I did a panel talk with Miranda Sawyer about the gender gap in the music industry – just 14 per cent of PRS goes to females – and I started an after-school music club in 2011, working with teenage girls who wanted to play bass and drums.
On tour I was dancing in the crowd and a guy groped me. I had to address it onstage and make a point of it. Another time, a guy came to the front and shoved a condom in my face, and I was really uncomfortable.
In the media there's a lot of focus and pressure on the way that we look. I get asked in interviews why I don't care about being sexy, and why I don't do sexy photo shoots.
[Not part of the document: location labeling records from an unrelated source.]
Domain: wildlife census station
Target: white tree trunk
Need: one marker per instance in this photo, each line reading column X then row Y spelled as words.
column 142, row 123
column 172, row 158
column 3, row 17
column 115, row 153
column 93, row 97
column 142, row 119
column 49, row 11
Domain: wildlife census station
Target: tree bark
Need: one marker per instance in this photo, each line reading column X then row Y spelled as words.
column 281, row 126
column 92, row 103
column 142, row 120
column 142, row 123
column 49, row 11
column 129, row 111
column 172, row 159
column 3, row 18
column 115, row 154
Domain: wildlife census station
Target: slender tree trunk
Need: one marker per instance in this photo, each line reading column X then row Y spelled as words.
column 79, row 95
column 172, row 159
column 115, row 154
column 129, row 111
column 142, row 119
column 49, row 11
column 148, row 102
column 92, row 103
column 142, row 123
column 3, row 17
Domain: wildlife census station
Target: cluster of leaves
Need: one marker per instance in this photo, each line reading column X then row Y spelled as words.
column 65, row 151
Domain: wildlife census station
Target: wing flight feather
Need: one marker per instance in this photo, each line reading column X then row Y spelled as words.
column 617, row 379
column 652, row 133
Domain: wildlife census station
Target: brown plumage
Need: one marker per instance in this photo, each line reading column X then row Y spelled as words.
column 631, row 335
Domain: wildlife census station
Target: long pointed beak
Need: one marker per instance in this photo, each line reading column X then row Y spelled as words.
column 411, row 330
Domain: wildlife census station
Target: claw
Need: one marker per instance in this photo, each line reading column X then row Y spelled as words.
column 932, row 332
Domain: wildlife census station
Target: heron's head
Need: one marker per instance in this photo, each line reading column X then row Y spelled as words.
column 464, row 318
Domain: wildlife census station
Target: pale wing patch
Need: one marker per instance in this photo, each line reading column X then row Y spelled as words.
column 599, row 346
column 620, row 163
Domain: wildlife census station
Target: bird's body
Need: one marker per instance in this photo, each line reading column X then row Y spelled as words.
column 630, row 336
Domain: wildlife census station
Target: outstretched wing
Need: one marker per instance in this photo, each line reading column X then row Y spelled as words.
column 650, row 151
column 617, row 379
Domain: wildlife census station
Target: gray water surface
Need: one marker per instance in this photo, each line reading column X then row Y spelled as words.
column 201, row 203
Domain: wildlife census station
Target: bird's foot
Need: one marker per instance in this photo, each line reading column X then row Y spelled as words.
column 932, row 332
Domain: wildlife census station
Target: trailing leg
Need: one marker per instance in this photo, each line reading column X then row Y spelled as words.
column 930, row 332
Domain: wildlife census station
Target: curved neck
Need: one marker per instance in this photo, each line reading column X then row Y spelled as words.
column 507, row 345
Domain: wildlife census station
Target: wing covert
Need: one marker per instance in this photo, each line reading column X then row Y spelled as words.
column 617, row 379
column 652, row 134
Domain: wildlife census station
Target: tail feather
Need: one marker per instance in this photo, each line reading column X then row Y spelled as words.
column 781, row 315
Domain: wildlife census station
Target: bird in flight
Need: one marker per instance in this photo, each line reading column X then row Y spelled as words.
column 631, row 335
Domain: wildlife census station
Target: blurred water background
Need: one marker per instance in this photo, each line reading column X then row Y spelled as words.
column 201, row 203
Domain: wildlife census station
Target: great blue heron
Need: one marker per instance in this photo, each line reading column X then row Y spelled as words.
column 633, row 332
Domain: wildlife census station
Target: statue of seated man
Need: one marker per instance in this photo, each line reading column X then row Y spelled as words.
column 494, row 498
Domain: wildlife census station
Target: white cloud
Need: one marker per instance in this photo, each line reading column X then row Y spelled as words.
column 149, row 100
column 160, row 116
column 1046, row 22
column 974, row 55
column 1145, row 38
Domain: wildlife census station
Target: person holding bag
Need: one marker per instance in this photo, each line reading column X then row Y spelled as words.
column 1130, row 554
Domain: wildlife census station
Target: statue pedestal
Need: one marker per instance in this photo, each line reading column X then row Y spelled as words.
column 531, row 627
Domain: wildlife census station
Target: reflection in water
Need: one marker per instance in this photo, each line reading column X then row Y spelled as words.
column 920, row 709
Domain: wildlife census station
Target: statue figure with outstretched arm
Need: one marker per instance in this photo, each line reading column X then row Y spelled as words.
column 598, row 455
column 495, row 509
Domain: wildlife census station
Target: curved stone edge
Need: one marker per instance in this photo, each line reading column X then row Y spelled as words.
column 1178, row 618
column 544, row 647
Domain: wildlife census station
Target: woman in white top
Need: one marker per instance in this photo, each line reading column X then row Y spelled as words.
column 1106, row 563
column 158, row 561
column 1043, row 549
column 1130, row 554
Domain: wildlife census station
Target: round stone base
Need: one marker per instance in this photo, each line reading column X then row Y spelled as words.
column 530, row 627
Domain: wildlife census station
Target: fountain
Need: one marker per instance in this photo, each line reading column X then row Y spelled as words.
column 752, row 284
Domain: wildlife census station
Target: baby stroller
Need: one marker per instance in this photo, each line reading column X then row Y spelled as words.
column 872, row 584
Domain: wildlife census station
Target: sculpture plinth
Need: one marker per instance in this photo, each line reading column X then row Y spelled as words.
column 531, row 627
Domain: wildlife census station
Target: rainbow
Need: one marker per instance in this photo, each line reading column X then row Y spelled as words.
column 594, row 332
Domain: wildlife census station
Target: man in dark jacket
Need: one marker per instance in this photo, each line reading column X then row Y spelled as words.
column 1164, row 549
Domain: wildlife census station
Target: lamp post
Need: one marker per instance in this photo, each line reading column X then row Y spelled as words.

When I first started, they highlighted my acne in the tabloids.
When I put my single "Under-Estimate the Girl" out – and the video that went with it, in which I'm pretty angry – there was this poll on who prefers the old Kate Nash. It was about how I should still have red hair and be 17. I thought that was regressive: why do people expect me to be trapped in a time warp and be a 17-year-old girl forever? I'm not allowed to grow and develop as an artist?
I read Grimes' blog post when it came out and I've definitely experienced some of what she was talking about.
I've had people shout things at me on stage that have made me feel incredibly uncomfortable. And one label didn't want to sign us because of how we looked. I was wearing dungarees.
People never assume that I know anything about musical production. They will always direct questions to Jeremy [Warmsley]. I'm not actually that interested in talking about pedals and gear, but they never bother to find out. That's the main thing: other people in music question my ability to know anything about technology and production, or my ablity to decipher the difference between a kick drum and a snare drum. Jeremy has to say: "Elizabeth wrote that bit – you'll have to ask her."
On tour you encounter far more men. You get used to the fact that you're in a male environment. The majority of the time, I'm the only woman among the people we meet. Sexism definitely exists, but it's difficult because it's so easy for those kind of things to happen in an industry where the majority of people are male.